Desert Stuff

Desert Stuff

It is hot. Like, July hot. It isn't the hottest summer ever, but I'd say the temperature is probably over a hundred at seven p.m.

I'm in my kitchen, and I look out my back door. I see something. Big. Flesh colored. Wait, it can't be flesh colored. It was probably white. Oh! Sh*t! My neighbor's husky has probably escaped again. If I don't catch that dog, it'll die in this heat.

I bust outside. The dog has gone around the side of my house. I turn the corner.

That is no dog. That's a pig. A huge f'ing pig. It probably weighs a buck sixty.

I panic, not really prepared for a pig who outweighs me to be squaring off to me in the hundred plus degree evening.

I turn and run back to the door. I can hear the pig crashing after me. I make it inside. The pig oinks at the door.

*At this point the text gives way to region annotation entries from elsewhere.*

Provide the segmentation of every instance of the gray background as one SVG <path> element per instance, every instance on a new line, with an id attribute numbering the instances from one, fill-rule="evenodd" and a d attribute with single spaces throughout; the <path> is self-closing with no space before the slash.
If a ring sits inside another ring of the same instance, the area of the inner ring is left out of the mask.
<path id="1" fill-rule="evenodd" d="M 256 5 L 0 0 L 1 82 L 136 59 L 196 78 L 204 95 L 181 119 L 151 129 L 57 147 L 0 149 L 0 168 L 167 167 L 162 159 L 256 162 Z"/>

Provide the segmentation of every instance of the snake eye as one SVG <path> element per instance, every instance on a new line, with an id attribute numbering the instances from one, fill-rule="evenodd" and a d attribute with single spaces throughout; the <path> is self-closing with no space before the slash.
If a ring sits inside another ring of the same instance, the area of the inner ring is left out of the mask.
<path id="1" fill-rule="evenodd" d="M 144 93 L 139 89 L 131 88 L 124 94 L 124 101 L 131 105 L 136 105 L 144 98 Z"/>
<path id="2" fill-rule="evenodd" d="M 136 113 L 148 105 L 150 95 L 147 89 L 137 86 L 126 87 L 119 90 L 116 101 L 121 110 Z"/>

I'm screaming to my husband.  


He eventually comes into the kitchen.

"Why are you yelling?"

I point to the pig. He's immediately interested. It walks away from our door. My husband goes outside to look at it. I follow. He pets the pig, then the pig proceeds to walk through our irrigation connection, exploding it off of the spigot, then it turns the corner of the house, takes a bite out of our prickly pear, then lumbers outside of our fence, scratches itself against the mailbox post, nearly knocking it over, then walks up the hill, in the middle of the road.

I stare after it, just watching it saunter away.

Then a Honda Accord comes screaming up the road from the other direction. I look at the pig. It's waddling uphill, still in the middle of the road. I worry for the pig, but it's too hot for any quick movement, so for some unknown reason, I just point at the pig, which the oncoming car cannot see due to the curve of the road.

The car slows when it reaches me, and a woman with teletubby purple hair leans out the window.

"You seen a pig?"

I nod and keep pointing. She yells thanks, then the guy driving, clad in an oversized Celtics jersey, guns it up the hill.

They stop next to the pig, who has stopped upon seeing them. The woman explodes out of the car.

"Did you have a good adventure?" She asks.

The pig snorts and tries to walk away from her. She grabs the pig and tries to manhandle it back to the car. The tiny man in the giant jersey watches her with evident awe and fear.

The woman has the pig by the back legs, but the pig is putting up a good fight. The man opens the rear passenger door. The woman drags the pig backwards, like they are running a wheelbarrow race in reverse, to the open door. She puts the pig's legs down.

The pig is now facing the open door, but it doesn't want to go inside. The woman yells,

"Up! Up! Up!"

The pig just snorts in response. She slaps it on the hauches. The pig jumps in unassisted. She slams the door shut. The humans get in the car, and it whizzes away.

I'm still standing in my yard. When the car is gone, I walk into the backyard, where my husband is reassembling the irrigation.

"Good think that pig left. He could have eaten everything," he said, screwing the final piece in place. "Real desert stuff today."

Then he goes inside, completely nonplussed.